NovelToon NovelToon

Puskesmas Di Tengah Hutan [ END ]

PENUGASAN

Fani adalah seorang gadis muda yang baru saja menyelesaikan pendidikan kebidanannya dan kini, ia tengah menatap nanar pada selembar surat tugas di tangannya. Jauhnya lokasi penugasan yang tengah ia pikirkan. Meski begitu, dia harus tetap berangkat sebab, jika ia menolak maka beasiswa pendidikan kebidanan yang telah ia terima harus dikembalikan. Dengan kata lain, dia harus membayar semua biaya pendidikan kebidanannya.

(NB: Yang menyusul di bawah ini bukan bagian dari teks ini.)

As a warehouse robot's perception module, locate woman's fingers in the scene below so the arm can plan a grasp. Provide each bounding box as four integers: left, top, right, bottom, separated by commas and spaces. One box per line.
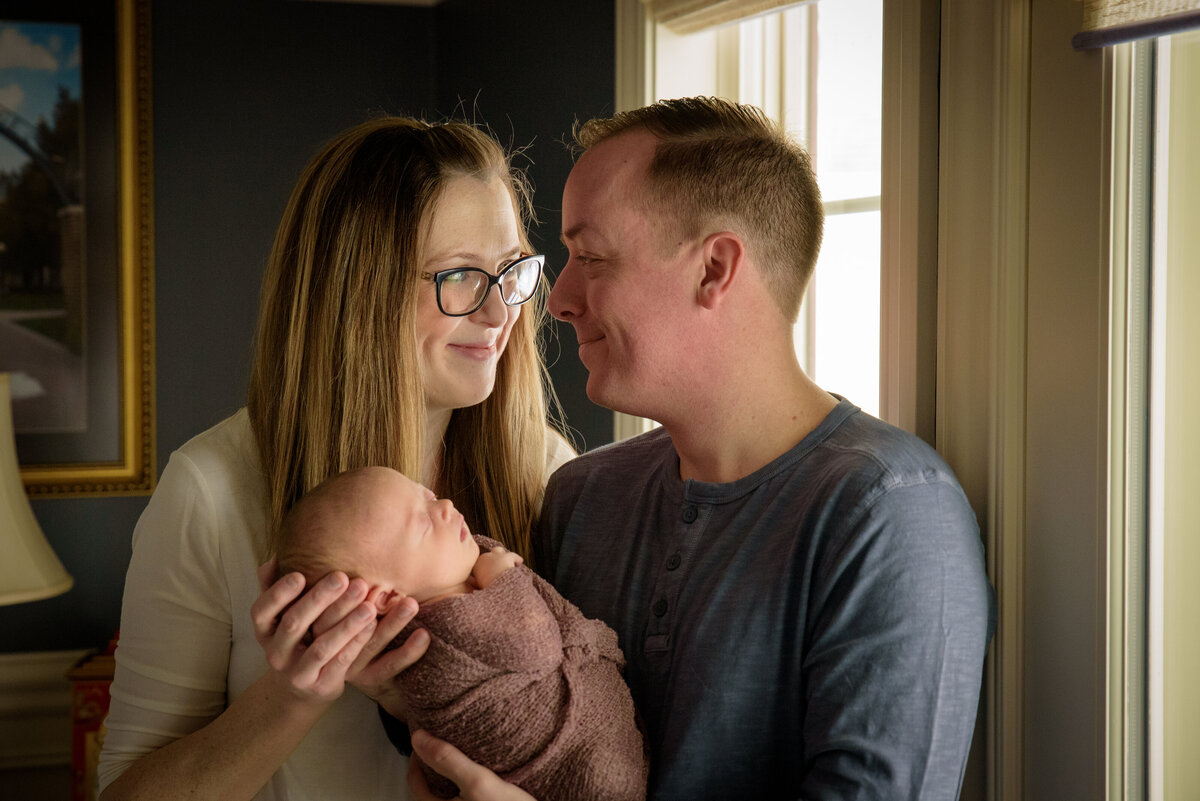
352, 597, 425, 677
258, 556, 280, 592
295, 603, 376, 695
250, 562, 304, 644
408, 730, 533, 801
408, 754, 453, 801
308, 573, 371, 637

"Baiklah, anggap ini sebagai liburan. Bukankah hiruk pikuk perkotaan cukup membuat penat? Tiga bulan tinggal di desa, menarik juga."

...🌸🌸🌸...

Hari keberangkatan pun tiba. Fani berangkat diantar kekasihnya sekaligus calon suaminya. Orang tuan Fani sudah tua jadi, tidak bisa ikut mengantar. Fani adalah anak bungsu dari empat bersaudara yang mana semua saudaranya berprofesi sebagai bidan atau perawat di rumah sakit yang cukup ternama.

Setelah semuanya siap, Fani dan kekasihnya, Rifki berpamitan. Kedua orang tua Fani hanya mengantarkannya dengan doa.

"Baik-baik ya nak di sana! desa memang jauh berbeda dengan kota. Mungkin sekali akan kamu temui banyak kekurangan dalam di sana tapi ibu harap, kamu sabar ya! ketiga kakakmu juga mengalaminya sebelum bisa bekerja dengan nyaman di kota," pesan ibunya.

"Iya buk, Fani akan mengingat pesan ibuk."

"Rifki, pelan-pelan saja nyetirnya!"

"Baik buk."

"Hati-hati ya kalian!"

"Iya."

Usai berpamitan, perjalanan pun dimulai. Rifki sengaja menyewa mobil selama dua hari untuk mengantarkan Fani. Sepanjang perjalanan, Fani terlihat gelisah. Sejujurnya, ada keraguan di dalam hatinya. Rasanya, dia tidak sepenuhnya yakin untuk bertugas di tempat yang telah ditunjuk untuknya.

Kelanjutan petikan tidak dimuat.